US needs for domestic fuels are growing and can become acute if OPEC rulers suddenly cut off their fuel exports to America for whims or for political reasons as in 1973. Little has changed since then. Our economy and civilization still depend mostly on fossil fuels for energy, and we must continue to do so for decades until cleaner, safer, non-combustion energy sources can be developed in large amounts to replace fossil fuels.

Large quantities of gas and oil still remain in shelf sediments more than 60 miles offshore, and our ability to safely drill, pump, and pipe offshore gas and oil to land areas is much better than ever before. Our dependence on fossil fuels today is more acute than back in 1973 because the US now imports a much larger percentage and a greater volume of fossil fuels from abroad. Environmentally, tanker spills of overseas imported oil are still the largest cause of marine oil pollution in America, and paying for expensive imported overseas oil still increases our national debt more than anything else!

During the 1970s energy crisis, cars were lined up for blocks at gas stations waiting for them to open for a few hours daily to dole out tiny amounts of gasoline to each customer before running out. Fuel prices then soared, and OPEC potentates reopened their wells to become super-rich on American dollars. The oil industry got Congress to approve drilling on Alaska's North Coast Shelf where large amounts of untapped oil and gas were known to be present. This was a good idea which a few environmental scientists (including me) approved, but I vociferously opposed shipping the oil (but wasting the gas) from Alaska to the lower 48 states via ocean tankers because an accidental spill was inevitable. Remember the Exxon-Valdez' huge spill in Alaskan waters?

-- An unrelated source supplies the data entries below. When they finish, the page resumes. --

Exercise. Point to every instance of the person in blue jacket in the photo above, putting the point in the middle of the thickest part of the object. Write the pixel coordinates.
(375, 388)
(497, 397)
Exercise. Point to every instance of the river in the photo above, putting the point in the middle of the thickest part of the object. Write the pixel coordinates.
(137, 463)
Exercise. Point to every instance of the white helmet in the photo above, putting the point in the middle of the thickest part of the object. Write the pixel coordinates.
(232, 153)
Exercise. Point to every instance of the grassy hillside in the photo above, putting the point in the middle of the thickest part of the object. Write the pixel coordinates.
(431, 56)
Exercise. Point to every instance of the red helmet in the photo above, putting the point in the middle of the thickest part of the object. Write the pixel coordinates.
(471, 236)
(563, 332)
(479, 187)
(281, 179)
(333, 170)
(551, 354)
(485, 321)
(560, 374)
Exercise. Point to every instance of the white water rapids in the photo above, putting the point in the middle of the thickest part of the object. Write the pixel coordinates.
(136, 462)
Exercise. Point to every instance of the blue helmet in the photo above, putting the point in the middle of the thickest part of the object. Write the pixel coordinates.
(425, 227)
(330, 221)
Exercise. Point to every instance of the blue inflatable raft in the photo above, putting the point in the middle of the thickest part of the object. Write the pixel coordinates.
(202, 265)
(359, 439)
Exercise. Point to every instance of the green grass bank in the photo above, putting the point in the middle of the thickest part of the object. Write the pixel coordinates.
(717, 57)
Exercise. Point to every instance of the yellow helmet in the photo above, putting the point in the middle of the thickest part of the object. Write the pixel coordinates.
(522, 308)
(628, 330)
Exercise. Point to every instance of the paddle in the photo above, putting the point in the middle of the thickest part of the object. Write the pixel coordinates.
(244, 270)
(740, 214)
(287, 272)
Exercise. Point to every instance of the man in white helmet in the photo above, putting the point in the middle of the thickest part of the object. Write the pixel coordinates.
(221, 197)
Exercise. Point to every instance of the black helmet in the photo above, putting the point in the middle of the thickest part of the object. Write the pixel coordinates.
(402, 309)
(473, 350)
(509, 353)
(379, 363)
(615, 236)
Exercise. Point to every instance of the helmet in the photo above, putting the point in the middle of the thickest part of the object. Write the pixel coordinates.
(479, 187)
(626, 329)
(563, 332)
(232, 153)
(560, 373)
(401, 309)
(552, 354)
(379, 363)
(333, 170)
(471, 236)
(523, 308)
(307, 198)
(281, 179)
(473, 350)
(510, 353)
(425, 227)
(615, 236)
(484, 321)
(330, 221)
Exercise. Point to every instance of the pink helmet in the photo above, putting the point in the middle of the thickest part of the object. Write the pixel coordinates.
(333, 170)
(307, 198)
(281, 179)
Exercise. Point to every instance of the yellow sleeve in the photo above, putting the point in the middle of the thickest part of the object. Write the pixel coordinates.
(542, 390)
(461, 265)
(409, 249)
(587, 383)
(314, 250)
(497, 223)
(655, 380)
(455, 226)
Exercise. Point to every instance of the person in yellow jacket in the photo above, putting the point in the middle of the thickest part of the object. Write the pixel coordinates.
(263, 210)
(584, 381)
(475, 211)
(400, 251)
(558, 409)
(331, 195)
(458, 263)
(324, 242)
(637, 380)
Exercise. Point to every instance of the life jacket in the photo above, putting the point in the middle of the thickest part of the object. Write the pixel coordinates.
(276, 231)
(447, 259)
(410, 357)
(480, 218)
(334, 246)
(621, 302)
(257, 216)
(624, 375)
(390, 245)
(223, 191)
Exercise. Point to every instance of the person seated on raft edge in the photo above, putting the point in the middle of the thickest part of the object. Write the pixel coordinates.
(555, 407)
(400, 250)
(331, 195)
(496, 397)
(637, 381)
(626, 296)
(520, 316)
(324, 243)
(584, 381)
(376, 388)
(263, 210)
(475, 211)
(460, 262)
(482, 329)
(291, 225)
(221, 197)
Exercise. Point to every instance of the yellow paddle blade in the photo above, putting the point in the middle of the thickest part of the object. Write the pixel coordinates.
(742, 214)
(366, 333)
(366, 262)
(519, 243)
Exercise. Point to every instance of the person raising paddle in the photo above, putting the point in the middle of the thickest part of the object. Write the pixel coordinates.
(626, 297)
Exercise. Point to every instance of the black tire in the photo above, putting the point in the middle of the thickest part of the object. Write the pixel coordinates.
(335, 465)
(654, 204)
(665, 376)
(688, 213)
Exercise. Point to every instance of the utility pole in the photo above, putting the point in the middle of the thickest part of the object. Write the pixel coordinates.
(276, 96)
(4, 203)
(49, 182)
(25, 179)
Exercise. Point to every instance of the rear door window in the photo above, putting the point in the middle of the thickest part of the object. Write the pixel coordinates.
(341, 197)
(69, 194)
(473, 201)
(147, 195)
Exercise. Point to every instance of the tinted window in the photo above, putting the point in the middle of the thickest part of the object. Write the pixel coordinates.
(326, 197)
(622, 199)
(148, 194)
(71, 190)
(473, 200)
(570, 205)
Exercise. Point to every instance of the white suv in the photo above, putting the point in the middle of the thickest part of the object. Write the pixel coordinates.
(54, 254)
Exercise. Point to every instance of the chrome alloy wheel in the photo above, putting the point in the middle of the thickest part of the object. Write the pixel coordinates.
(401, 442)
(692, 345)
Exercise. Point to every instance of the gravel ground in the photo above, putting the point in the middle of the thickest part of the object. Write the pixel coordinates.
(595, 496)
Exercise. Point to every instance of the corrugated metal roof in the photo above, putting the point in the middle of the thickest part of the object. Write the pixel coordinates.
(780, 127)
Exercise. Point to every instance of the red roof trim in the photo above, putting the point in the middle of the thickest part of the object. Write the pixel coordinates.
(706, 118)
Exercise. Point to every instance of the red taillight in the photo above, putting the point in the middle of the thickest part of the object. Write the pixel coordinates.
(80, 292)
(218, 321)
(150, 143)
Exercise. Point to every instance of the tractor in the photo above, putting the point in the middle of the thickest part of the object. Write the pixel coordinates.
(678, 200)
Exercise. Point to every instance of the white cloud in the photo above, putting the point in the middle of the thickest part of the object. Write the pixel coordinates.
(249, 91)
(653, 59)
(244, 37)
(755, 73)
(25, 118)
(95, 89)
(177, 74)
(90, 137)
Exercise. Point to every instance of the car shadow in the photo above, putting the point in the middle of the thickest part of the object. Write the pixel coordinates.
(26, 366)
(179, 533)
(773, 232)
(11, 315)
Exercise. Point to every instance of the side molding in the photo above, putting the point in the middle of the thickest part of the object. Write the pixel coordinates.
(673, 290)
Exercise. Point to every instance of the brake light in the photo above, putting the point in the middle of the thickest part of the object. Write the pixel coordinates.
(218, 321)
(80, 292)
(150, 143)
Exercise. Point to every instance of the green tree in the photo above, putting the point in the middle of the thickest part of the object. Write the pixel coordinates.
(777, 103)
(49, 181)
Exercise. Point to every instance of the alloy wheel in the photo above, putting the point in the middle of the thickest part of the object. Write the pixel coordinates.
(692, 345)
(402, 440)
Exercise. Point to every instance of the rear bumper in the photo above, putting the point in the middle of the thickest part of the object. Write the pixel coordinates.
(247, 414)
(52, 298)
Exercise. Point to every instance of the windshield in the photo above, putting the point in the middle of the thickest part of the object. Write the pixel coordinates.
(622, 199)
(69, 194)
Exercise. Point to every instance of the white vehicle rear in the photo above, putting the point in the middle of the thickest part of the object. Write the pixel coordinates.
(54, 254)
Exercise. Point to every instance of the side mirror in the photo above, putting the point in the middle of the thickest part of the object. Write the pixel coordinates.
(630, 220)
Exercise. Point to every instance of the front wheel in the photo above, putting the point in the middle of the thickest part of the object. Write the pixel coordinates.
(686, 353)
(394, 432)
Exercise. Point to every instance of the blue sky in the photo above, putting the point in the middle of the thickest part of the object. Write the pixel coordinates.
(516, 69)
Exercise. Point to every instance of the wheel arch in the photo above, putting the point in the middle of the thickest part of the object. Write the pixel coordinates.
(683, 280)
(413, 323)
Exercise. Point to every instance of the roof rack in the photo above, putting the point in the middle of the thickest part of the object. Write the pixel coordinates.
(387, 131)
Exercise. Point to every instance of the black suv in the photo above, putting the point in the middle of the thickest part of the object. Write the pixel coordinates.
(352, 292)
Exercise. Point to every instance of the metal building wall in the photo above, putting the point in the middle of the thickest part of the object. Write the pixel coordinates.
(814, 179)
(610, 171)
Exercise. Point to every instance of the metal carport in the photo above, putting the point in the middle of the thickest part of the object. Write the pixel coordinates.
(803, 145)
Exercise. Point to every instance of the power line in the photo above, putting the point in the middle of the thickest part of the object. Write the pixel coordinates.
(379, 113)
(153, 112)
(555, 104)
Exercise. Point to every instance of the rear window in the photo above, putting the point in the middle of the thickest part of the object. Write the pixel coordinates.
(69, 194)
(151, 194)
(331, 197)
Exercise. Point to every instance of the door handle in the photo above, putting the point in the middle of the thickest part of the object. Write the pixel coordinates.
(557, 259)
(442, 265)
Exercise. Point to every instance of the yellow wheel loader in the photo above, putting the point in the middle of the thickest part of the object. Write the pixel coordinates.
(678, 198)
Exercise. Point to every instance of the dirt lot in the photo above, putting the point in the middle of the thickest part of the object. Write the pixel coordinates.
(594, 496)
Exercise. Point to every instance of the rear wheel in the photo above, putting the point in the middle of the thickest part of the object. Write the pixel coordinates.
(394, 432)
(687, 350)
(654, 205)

I suggested in the 1970s' Newsday and NY Times letters and in other media that both Alaskan oil and gas should be transported by infinitely safer pipelines along Canada's Mackenzie Valley down to Edmonton, where pipelines already connected to the US. Now, Canada is extending its piplelines all the way up to its Arctic coast, and US fuel companies may join in constructing the Mackenzie lines if Congress and President Bush open up our Arctic Wildlife Preserve which is contiguous to the new Canadian drilling areas.

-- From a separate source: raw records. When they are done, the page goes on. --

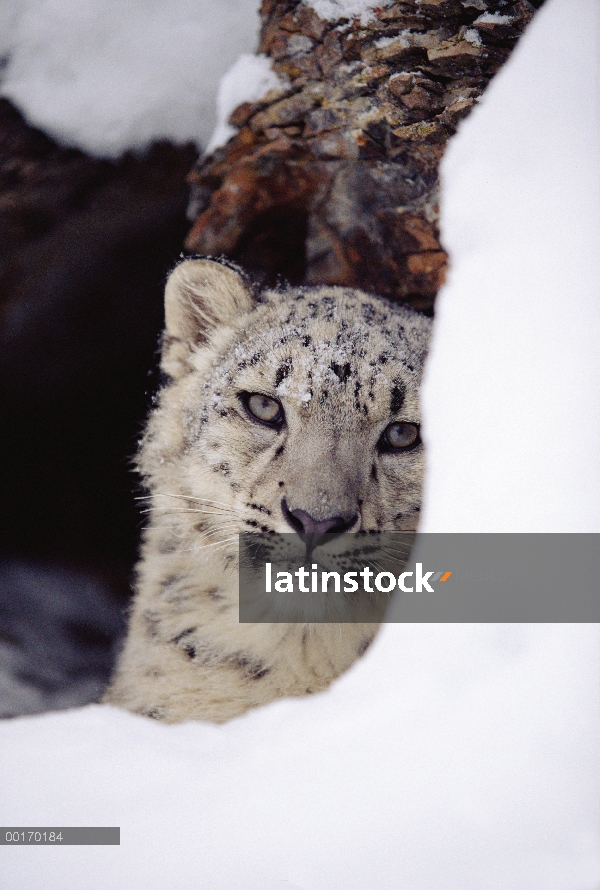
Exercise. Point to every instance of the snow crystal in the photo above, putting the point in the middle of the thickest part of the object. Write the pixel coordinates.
(248, 80)
(386, 41)
(108, 76)
(334, 10)
(472, 36)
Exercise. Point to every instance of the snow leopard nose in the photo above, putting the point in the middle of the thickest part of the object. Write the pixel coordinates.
(311, 530)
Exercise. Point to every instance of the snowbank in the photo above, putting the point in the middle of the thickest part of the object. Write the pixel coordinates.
(452, 757)
(107, 76)
(512, 392)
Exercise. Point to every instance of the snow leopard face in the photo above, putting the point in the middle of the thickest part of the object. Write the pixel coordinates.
(296, 411)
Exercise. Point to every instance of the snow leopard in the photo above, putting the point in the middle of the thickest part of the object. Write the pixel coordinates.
(291, 410)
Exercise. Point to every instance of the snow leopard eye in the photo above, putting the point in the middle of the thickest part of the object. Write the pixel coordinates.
(400, 436)
(263, 408)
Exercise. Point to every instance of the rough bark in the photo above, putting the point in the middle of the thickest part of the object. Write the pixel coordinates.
(334, 179)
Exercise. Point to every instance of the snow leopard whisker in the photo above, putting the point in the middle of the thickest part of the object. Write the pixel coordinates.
(185, 497)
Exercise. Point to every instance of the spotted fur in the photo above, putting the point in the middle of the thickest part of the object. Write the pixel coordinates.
(343, 365)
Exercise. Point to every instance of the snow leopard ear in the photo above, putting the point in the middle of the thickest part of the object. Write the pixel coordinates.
(200, 296)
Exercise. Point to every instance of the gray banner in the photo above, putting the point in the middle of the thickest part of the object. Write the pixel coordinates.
(396, 577)
(58, 836)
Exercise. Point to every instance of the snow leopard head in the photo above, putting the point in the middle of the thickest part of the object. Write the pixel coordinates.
(294, 410)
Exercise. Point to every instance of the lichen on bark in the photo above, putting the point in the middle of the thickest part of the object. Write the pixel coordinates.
(335, 177)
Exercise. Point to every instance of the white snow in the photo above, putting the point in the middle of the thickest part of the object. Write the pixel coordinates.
(108, 75)
(512, 391)
(456, 757)
(248, 80)
(335, 10)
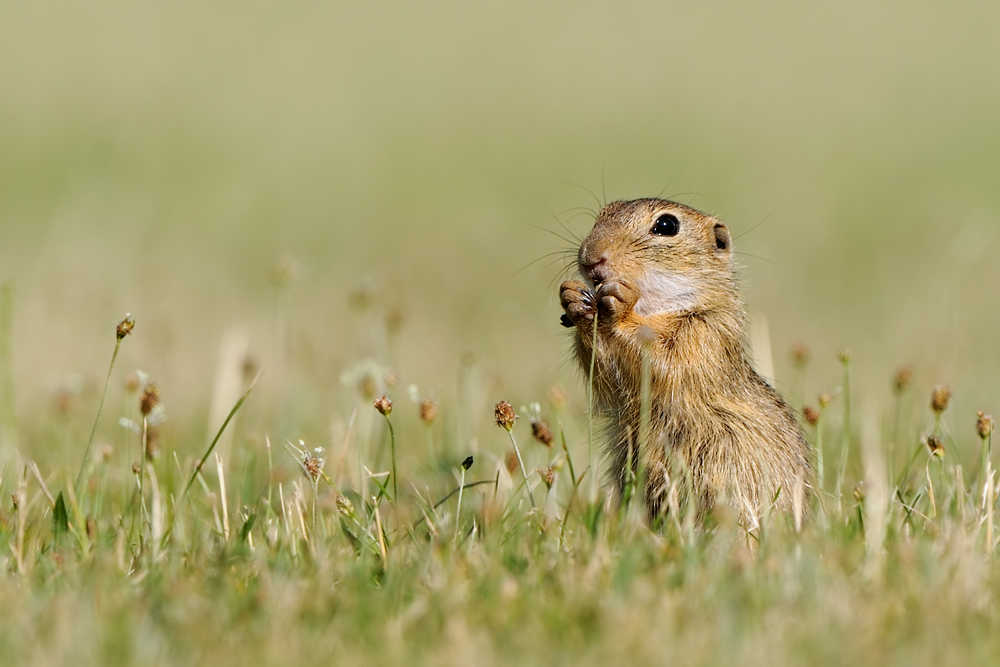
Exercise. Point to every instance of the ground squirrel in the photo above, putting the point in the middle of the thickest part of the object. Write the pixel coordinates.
(660, 276)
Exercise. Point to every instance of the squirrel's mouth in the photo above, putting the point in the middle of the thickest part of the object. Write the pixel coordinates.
(597, 272)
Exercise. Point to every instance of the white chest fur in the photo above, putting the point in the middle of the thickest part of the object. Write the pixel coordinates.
(661, 292)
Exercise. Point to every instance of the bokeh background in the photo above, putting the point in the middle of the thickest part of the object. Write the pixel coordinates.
(260, 167)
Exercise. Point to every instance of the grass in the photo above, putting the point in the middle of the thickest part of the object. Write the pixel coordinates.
(334, 187)
(889, 571)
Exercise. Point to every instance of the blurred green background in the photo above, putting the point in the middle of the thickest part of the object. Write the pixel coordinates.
(166, 159)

The drilling, pumping and transportation of both American and Canadian Arctic gas and oil should be done only if adequate amounts of fuel resources are present, and if both projects do no long-term irreparable environmental damage to wildlife, birds, fishes, and habitats that would be affected. America's East Coast shelf should also be tapped to reduce our dependence on expensive overseas foreign fuels. More than half our economy would be shut down if overseas fuel exporters decided again to put political pressure on America by banning fuel shipments to us as they did in 1973.

Unfounded false environmental fears in the 1970s had sabotaged efforts to merely explore for gas and oil on our East Coast shelf 60-100 miles out from land. Both state and federal authorities reacted like head-in-the-sand ostriches and banned shelf exploratory drilling on the outer continental shelf 90 miles offshore where sea-floor pipelines (much safer than tankers or barges) were planned to bring oil and gas ashore.

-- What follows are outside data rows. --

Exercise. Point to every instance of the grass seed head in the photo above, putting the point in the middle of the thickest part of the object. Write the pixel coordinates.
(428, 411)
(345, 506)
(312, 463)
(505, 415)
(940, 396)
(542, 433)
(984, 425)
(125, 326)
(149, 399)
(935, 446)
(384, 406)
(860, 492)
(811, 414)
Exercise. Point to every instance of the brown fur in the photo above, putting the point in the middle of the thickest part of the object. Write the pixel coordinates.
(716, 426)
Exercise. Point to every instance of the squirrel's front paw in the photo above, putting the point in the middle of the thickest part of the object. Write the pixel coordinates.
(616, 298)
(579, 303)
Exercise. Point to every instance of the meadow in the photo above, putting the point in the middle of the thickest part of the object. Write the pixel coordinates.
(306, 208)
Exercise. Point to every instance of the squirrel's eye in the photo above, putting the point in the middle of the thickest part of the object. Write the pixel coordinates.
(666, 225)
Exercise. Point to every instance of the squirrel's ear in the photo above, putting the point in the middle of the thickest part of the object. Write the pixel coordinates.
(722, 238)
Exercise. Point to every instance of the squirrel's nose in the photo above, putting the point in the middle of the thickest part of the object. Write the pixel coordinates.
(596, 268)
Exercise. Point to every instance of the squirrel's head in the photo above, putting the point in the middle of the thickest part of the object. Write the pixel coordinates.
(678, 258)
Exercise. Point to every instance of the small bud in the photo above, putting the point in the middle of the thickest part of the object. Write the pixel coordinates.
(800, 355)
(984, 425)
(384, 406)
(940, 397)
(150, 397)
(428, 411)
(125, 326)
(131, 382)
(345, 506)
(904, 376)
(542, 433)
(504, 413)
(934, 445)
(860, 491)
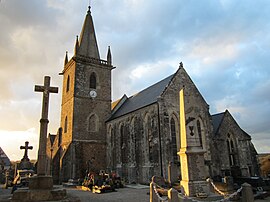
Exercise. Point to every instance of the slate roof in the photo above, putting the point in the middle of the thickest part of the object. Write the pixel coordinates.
(4, 157)
(142, 99)
(217, 119)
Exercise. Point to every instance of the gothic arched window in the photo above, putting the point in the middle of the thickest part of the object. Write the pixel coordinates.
(173, 138)
(68, 83)
(231, 151)
(124, 145)
(199, 132)
(93, 81)
(149, 133)
(92, 125)
(65, 125)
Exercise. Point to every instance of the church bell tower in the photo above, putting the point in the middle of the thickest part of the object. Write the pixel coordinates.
(86, 105)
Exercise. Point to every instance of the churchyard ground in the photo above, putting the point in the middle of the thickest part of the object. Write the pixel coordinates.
(136, 194)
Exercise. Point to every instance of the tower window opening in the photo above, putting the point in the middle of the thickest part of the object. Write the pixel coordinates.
(93, 81)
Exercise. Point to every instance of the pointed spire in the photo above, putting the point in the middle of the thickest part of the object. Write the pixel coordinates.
(76, 49)
(109, 56)
(88, 42)
(66, 58)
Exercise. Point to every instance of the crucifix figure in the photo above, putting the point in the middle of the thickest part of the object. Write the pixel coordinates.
(26, 147)
(46, 89)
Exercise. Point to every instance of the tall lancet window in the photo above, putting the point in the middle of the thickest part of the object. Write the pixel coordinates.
(231, 150)
(93, 81)
(124, 145)
(199, 132)
(65, 125)
(92, 123)
(174, 142)
(68, 83)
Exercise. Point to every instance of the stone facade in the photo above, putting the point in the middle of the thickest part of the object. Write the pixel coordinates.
(139, 136)
(233, 152)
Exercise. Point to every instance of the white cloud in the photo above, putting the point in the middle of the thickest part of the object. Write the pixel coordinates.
(12, 140)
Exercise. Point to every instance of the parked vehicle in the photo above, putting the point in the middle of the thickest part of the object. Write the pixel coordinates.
(22, 177)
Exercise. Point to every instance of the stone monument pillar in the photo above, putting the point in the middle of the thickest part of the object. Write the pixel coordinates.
(41, 186)
(43, 181)
(25, 161)
(192, 159)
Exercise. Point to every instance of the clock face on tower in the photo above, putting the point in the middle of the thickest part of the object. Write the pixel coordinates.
(93, 94)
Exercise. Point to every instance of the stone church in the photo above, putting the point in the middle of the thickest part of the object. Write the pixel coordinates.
(138, 136)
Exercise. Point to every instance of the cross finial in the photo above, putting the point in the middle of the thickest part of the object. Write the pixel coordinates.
(26, 148)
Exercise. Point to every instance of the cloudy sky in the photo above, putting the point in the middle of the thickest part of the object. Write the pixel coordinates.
(224, 45)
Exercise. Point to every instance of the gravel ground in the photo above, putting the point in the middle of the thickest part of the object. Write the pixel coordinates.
(134, 194)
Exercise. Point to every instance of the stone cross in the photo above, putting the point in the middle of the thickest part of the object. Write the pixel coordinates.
(46, 89)
(26, 147)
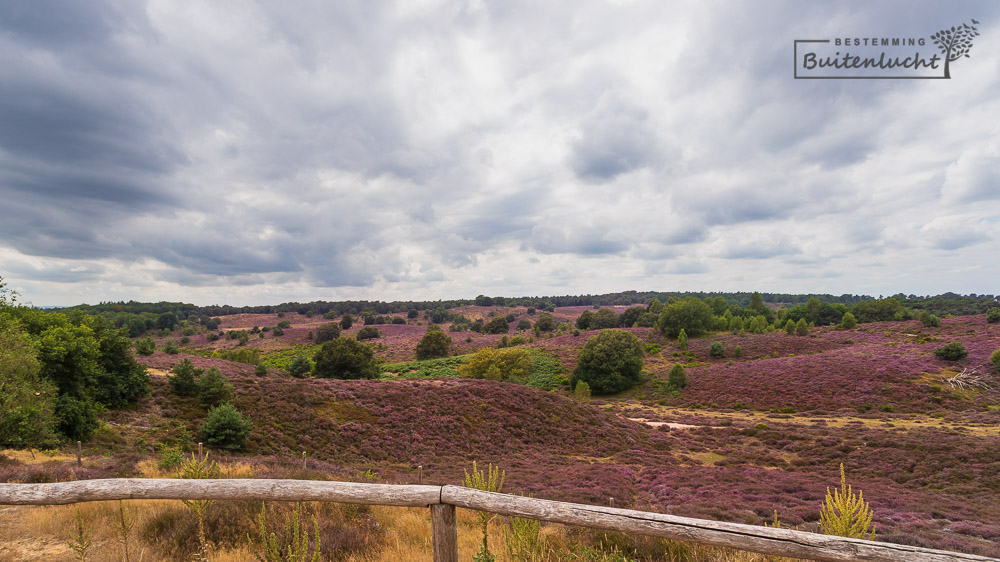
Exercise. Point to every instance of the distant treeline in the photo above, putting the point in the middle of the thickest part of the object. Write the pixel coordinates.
(138, 317)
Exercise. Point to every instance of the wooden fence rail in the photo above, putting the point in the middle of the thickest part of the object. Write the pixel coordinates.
(443, 500)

Today, modern technology, satellite positioning, pinpoint drilling and three-dimensional subsurface imaging (developed by my former student, Michael Zeitlin), make offshore drilling far safer environmentally than ever before. Zeitlin's new technology, which is revolutionizing the oil and gas industries, is described in the January 2001 Atlantic Monthly magazine (p. 40) and in the NY Times' January 30 Science Times. He is CEO of Magic Earth Co. and was featured on a recent Jim Lehrer PBS News Hour Report.